И уронила лицо в ладони.
Из-под сползшего назад платка показалась серебристая седая прядь.
«…и будет он творить великие знамения, так что и огонь низводит с неба на землю пред людьми»
В тишине июльского полудня, когда все затихает и прячется от зноя, избегая лишних движений, в лесу отчетливо слышен каждый звук.
Особенно теперь, когда птицы и те не галдят, не щебечут, не заливаются звонкими переливами – будто и не было их здесь никогда. А потому легкое, как дуновение ветерка, плавное шуршание в сухой траве не укрылось от внимания Рьяна.
– Ах, ты ж…!!
В мгновение ока вскочив на ноги, он со звериной грацией и стремительностью бросился на куст крыжовника. И принялся что есть силы рубить изогнутым и острым, как бритва, ножом землю вокруг куста.
– Расплодились, мать их! Эх-х…
Вырвав пучок травы, он тщательно вытер от крови ритуальный нож. И поспешил вернуться на место – в тень, что отбрасывала на прокаленную землю стена бани.
Здесь была сложена поленница, и здесь в это время суток появлялся небольшой кусочек тени. Этим и пользовались Гром со Ставром, Рьян и немногие другие, оставшиеся в поселении мужчины, чтобы хоть немного побыть на воздухе. Если эту тягучую смолистую гарь, продолжающую сгущаться вокруг, вообще можно назвать воздухом.
– Что? Опять медянка? – лениво поинтересовался Гром.
– Если бы…
– Неужто гадюка?!
– Еще какая! Жирная, сволочь… Не веришь? Поди, сам посмотри.

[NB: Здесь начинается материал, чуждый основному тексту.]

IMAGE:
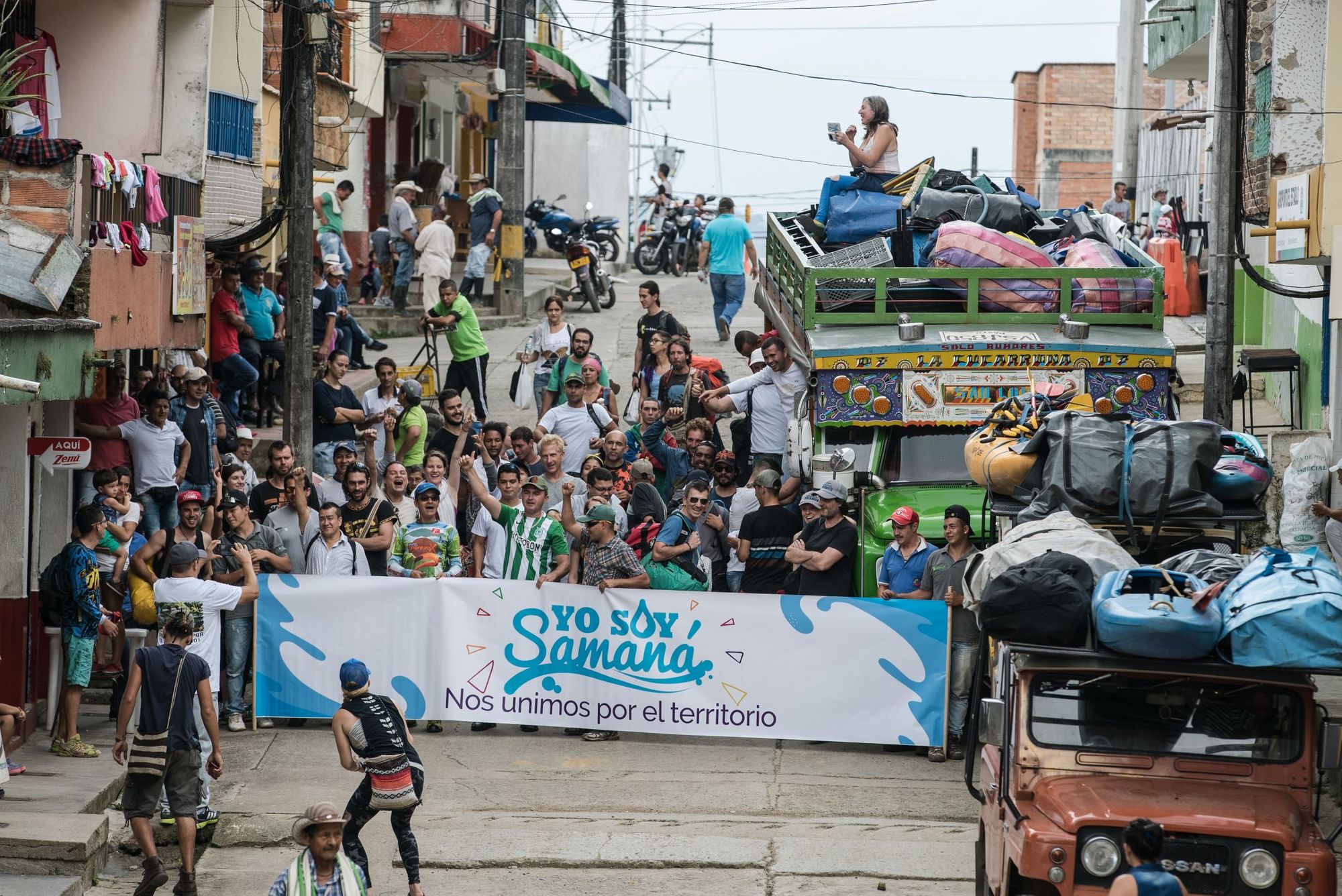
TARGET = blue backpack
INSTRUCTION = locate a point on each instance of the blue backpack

Любопытство победило лень, рожденную зноем, и Гром поднялся с широкого бревна, на котором сидел, привалившись спиной к стене бани. Подойдя к кусту, он тихо присвистнул. Среди обломанных веток крыжовника на траве лежала разрубленная на несколько кусков крупная черная змея.
– Н-да, она самая, родимая. Я таких здоровых никогда и не видел!
– Да я тут на гнездо нарвался, когда за калитку выходил, – похвалился Ставр.